Libya's Red Crescent said Friday its rescue workers had recovered the bodies of 62 migrants a day after one of the deadliest shipwrecks this year in the Mediterranean.

"Our Red Crescent teams have pulled 62 migrants" from the water since Thursday evening, the head of the unit Abdelmoneim Abu Sbeih said.

Aid agencies on Thursday said more than 100 migrants were missing after an overloaded boat sank off the Libyan coast east of the capital near the port city of Khoms.

About 145 migrants were rescued by the Libyan coastguard, and fishermen said the waters were full of floating bodies.

"The bodies are still floating onto the shore continuously, it's not possible to give a total number," Abu Sbeih added.

Local authorities were gathering and storing the bodies until burial places could be found, a municipal source in Khoms said. 

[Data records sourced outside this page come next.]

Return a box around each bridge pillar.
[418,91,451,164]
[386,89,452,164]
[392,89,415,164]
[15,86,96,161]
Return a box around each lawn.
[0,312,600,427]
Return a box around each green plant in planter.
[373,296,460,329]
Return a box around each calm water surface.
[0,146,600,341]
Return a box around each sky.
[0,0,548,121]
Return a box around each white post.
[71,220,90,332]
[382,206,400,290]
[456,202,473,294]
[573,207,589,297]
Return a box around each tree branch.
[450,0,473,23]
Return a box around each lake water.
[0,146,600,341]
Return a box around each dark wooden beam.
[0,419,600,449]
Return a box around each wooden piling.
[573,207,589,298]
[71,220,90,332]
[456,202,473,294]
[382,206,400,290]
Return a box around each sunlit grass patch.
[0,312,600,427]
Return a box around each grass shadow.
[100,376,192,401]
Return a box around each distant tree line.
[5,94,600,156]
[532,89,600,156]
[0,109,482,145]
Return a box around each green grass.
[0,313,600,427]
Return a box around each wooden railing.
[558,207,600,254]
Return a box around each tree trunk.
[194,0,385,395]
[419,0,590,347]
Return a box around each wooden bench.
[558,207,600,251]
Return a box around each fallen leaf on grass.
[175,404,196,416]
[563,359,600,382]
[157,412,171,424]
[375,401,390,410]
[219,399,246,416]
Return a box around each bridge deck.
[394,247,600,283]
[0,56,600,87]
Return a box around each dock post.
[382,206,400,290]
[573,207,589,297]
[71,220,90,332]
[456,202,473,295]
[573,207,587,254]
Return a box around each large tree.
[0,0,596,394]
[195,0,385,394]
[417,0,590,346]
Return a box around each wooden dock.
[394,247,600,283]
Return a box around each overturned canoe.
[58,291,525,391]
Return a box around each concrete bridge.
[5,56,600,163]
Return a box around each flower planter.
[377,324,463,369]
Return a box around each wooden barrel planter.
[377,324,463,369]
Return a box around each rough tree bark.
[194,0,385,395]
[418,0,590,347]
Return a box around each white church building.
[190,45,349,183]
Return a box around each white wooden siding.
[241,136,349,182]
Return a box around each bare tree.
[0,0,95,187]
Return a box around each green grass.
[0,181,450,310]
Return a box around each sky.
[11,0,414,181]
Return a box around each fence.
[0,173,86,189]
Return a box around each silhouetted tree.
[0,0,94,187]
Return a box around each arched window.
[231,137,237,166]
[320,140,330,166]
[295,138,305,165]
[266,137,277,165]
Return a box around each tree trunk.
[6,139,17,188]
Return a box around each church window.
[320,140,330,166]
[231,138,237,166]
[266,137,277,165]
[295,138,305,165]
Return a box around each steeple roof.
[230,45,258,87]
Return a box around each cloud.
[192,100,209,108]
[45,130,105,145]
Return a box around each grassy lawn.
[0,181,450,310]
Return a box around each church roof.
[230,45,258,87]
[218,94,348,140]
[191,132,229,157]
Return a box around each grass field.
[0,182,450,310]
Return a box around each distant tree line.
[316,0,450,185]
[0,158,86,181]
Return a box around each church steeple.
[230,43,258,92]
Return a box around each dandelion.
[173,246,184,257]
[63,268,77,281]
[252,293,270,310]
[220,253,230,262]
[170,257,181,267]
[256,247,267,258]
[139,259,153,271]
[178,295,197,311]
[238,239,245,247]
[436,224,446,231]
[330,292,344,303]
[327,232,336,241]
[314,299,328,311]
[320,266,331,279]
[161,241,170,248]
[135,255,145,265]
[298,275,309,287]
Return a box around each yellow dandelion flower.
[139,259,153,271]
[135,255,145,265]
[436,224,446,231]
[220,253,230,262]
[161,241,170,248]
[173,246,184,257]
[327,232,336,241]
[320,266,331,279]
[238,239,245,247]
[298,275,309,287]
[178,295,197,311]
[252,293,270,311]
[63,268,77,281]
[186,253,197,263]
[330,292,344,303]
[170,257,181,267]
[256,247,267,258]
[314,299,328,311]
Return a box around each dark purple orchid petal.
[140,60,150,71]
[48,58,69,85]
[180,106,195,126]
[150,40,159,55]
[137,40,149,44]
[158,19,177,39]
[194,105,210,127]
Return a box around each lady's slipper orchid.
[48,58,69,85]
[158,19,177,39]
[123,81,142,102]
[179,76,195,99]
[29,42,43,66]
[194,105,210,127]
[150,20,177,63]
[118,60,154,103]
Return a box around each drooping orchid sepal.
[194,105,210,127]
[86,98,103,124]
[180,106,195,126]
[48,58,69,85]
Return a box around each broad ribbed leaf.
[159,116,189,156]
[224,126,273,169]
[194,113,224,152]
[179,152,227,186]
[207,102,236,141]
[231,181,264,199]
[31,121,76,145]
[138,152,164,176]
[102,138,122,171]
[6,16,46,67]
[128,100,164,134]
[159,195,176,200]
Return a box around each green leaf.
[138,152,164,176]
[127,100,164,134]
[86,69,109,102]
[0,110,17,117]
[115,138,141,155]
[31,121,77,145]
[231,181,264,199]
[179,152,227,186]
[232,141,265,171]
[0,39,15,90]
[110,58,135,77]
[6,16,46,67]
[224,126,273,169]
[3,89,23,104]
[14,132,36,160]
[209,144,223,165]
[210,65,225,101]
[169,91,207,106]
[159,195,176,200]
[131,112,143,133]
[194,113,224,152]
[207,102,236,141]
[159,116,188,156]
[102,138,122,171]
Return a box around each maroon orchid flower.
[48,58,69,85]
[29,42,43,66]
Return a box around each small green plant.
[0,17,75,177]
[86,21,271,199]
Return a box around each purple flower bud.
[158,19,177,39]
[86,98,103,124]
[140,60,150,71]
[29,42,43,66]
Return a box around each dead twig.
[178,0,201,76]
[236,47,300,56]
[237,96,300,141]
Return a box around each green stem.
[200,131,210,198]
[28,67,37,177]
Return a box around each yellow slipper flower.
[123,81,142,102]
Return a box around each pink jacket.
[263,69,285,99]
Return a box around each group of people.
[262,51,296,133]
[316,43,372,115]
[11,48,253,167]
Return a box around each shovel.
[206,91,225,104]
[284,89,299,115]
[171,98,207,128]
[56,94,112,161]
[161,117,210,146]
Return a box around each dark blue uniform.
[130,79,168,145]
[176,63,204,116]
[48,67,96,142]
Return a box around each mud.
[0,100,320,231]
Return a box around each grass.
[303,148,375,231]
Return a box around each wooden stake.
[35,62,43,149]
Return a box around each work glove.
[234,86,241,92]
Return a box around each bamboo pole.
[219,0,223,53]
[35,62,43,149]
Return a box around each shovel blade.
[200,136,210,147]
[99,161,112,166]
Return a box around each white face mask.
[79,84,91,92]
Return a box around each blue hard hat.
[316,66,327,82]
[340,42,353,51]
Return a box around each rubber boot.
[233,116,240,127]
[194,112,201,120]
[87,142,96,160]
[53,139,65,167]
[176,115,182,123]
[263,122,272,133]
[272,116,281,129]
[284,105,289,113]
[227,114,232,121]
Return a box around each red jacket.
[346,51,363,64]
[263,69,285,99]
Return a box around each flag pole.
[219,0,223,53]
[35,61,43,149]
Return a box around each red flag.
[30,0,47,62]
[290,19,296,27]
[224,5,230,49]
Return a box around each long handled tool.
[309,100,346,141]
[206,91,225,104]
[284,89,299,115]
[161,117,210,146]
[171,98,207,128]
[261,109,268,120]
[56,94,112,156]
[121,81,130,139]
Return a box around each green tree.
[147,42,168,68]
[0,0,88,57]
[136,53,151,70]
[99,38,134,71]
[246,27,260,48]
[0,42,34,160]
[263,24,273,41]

The migrants had apparently been headed out to sea on three boats lashed together, according to the charity Doctors Without Borders (MSF).

Survivors had reported a total of almost 400 people on board, MSF mission chief Julien Raickman told AFP. 

The head of the UN refugee agency Filippo Grandi called the wreck "the worst Mediterranean tragedy of this year".

The capsize came only a few weeks after some 68 migrants died when an Italy-bound boat sank off Tunisia.

Libya, which has been wracked by chaos since the 2011 uprising that killed president Muammar Gaddafi, has long been a major transit route for migrants, especially from sub-Saharan Africa, desperate to reach Europe.